TENAFLY, NJ — July 21, 2016 — On Monday, July 18, the Children’s Cardiomyopathy Foundation (CCF) hosted its 14th Annual Golf for a Cure at the historic Montclair Golf Club in New Jersey, with former Miss Ohio Lindsay Davis speaking about her experience with cardiomyopathy. The event raises funds for research and educational initiatives on pediatric cardiomyopathy, a chronic and life-threatening heart disease.
With a sold-out crowd of nearly 200 people and 75 sponsors from top legal and financial firms such as Houlihan Lokey, Kirkland & Ellis, MacKay Shields, and Morgan Stanley, more than $325,000 was raised for the Foundation’s research grant program.
Guests enjoyed a day of challenging golf, and at dinner, Lindsay Davis, who was crowned Miss Ohio U.S. International in 2010 and Miss Ohio United States in 2011, spoke about how cardiomyopathy impacted her life. Lindsay trained for a career as a ballerina until at age 17 when she was diagnosed with hypertrophic cardiomyopathy. After her diagnosis, she had to forego her dance ambitions and now makes it her mission to raise awareness of cardiomyopathy — the number one cause of heart transplants and sudden cardiac arrest in the young. In 2013, she helped introduce and pass “Lindsay's Law,” an Ohio bill that addresses the risk of sudden cardiac arrest among student athletes.
"Lindsay's story is a hopeful reminder to all of us that a child diagnosed with cardiomyopathy can still grow up to enjoy a rewarding and accomplished life," said Lisa Yue, CCF's founding executive director. "We are truly thankful for our donors who support our work to improve diagnosis, treatment and quality of life for children with cardiomyopathy," continued Ms. Yue.

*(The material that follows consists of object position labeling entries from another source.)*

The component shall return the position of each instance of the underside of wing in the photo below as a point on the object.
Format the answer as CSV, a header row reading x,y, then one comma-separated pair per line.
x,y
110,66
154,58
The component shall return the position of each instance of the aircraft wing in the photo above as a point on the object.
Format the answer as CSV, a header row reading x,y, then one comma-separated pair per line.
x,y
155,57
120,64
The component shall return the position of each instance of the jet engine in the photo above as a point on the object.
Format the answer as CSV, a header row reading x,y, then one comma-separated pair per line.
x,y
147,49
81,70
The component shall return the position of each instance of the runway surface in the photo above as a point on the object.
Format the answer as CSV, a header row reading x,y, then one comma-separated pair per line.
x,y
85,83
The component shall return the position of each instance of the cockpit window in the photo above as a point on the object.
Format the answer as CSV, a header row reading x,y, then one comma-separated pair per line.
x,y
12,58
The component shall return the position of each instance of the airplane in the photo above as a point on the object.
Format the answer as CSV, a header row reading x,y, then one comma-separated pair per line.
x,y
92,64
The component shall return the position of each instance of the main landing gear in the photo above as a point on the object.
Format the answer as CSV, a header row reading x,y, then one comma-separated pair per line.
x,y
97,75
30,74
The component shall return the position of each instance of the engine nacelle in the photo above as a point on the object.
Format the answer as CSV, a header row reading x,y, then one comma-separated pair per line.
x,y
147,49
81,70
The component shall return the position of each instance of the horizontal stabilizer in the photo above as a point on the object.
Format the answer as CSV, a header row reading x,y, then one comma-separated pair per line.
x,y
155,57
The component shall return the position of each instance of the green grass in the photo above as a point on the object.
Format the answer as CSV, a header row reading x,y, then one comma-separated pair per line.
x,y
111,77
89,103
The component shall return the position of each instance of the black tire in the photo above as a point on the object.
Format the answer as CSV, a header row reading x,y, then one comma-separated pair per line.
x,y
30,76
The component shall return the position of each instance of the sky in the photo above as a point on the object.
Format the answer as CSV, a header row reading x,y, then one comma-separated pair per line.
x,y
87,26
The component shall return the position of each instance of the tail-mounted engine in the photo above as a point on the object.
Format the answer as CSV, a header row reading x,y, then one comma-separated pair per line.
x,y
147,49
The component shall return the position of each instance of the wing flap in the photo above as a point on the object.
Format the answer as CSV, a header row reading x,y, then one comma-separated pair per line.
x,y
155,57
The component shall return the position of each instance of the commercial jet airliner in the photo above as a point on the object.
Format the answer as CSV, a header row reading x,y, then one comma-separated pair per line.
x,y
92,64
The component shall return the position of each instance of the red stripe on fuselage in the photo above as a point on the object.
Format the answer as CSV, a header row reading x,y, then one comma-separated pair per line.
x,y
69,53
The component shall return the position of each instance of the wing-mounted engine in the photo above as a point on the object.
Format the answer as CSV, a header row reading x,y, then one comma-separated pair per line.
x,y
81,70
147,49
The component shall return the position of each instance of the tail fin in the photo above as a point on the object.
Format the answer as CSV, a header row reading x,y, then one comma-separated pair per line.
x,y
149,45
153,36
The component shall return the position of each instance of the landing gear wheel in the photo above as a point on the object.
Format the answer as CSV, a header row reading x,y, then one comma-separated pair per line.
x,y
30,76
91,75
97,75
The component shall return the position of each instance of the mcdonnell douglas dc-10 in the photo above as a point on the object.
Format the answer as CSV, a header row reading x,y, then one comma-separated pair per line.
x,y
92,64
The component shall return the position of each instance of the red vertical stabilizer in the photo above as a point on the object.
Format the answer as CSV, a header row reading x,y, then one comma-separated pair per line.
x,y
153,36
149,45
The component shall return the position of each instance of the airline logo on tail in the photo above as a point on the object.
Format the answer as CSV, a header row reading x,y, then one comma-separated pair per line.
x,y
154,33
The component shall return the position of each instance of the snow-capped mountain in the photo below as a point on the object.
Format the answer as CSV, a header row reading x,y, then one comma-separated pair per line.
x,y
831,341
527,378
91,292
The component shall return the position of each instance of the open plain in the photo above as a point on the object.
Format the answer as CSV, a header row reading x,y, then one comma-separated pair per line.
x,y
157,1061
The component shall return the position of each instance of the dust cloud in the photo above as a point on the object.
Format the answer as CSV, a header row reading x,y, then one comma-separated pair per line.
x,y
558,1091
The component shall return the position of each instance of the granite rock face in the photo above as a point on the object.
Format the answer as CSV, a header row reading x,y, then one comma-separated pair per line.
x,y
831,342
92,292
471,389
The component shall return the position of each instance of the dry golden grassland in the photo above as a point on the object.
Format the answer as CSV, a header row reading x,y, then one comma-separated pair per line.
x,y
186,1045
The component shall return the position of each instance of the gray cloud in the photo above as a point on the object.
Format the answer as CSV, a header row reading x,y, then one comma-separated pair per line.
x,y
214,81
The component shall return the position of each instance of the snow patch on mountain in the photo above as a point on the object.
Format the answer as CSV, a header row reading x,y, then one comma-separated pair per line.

About the Children’s Cardiomyopathy Foundation
The Children's Cardiomyopathy Foundation (CCF) is a national non-profit organization dedicated to finding causes and cures for pediatric cardiomyopathy. CCF started in 2002 with one family’s determination to call attention to this poorly understood heart disease and to take action on the lack of medical progress and public awareness. Since then, CCF has grown into a global community of families, physicians and scientists focused on improving diagnosis, treatment and quality of life for children affected by cardiomyopathy, and has committed more than $10 million to research and treatment initiatives.